Open AccessAngiotensin II Receptor–Neprilysin Inhibitor Sacubitril/Valsartan Improves Endothelial Dysfunction in Spontaneously Hypertensive Rats
Author(s) -
Seki Takunori,
Goto Kenichi,
Kansui Yasuo,
Ohtsubo Toshio,
Matsumura Kiyoshi,
Kitazono Takanari
Publication year - 2017
Publication title -
journal of the american heart association
Language(s) - English
Resource type - Journals
SCImago Journal Rank - 2.494
H-Index - 85
ISSN - 2047-9980
DOI - 10.1161/jaha.117.006617
Subject(s) - valsartan , medicine , sacubitril, valsartan , endocrinology , sodium nitroprusside , nitric oxide , angiotensin ii , angiotensin receptor , neprilysin , endothelium , endothelial dysfunction , mesenteric arteries , sacubitril , renin–angiotensin system , acetylcholine , pharmacology , receptor , blood pressure , artery , chemistry , biochemistry , enzyme
Background We have previously demonstrated that antihypertensive treatment with renin‐angiotensin system inhibitors restores the impaired endothelium‐dependent hyperpolarization ( EDH )–mediated responses in spontaneously hypertensive rats ( SHR s).
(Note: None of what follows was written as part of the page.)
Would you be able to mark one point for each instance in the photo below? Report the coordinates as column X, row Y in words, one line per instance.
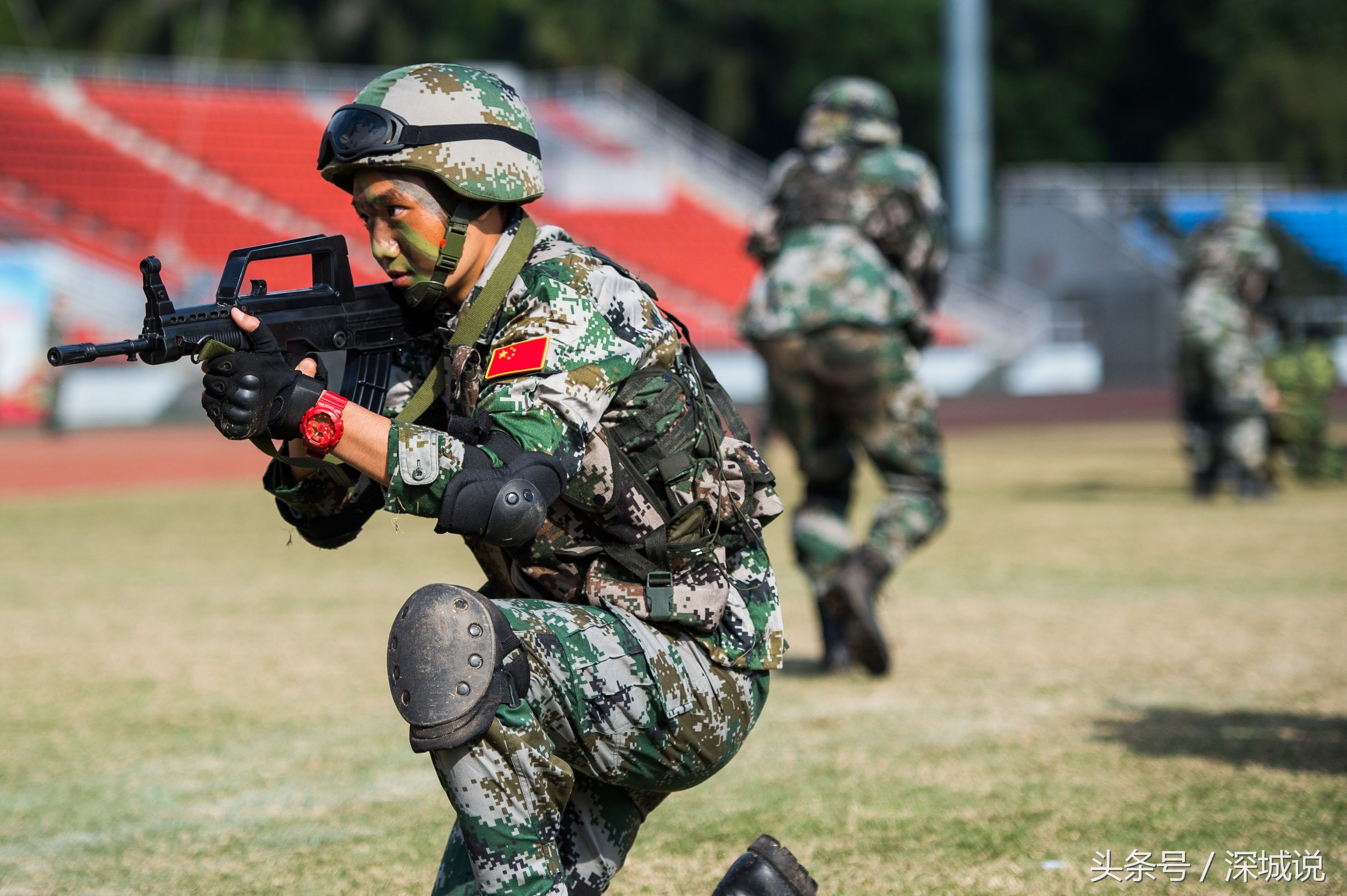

Herein, we investigated whether the angiotensin II receptor–neprilysin inhibitor sacubitril/valsartan ( LCZ 696) would improve reduced EDH ‐mediated responses and whether LCZ 696 would exert additional effects on endothelium‐dependent and endothelium‐independent vasorelaxation compared with an angiotensin II type 1 receptor blocker alone during hypertension. Methods and Results SHR s were treated for 3 months with either LCZ 696 or valsartan, from the age of 8 to 11 months. Age‐matched, untreated SHR s and Wistar‐Kyoto rats served as controls. Membrane potentials and contractile responses were recorded from the isolated superior mesenteric arteries. Acetylcholine‐induced, EDH ‐mediated responses were impaired in untreated SHR s compared with Wistar‐Kyoto rats. EDH ‐mediated responses were similarly improved in the LCZ 696‐ and valsartan‐treated SHR s. No difference was observed in acetylcholine‐induced, nitric oxide‐mediated relaxations among the 4 groups. Endothelium‐independent relaxations in response to a nitric oxide donor, sodium nitroprusside, and those to levcromakalim, an ATP ‐sensitive K + ‐channel opener, were similar among the 4 groups; however, the sensitivities to levcromakalim were significantly higher in both LCZ 696‐ and valsartan‐treated SHR s. Conclusions LCZ 696 appears to be as effective as valsartan in improving the impaired EDH ‐mediated responses during hypertension. LCZ 696 and valsartan exert similar beneficial effects on endothelium‐independent relaxation via enhanced sensitivity of the ATP ‐sensitive K + channel. However, the dual blockade of renin‐angiotensin system and neutral endopeptidase with LCZ 696 does not appear to provide additional benefit over valsartan alone on vasomotor function in mesenteric arteries of SHR s.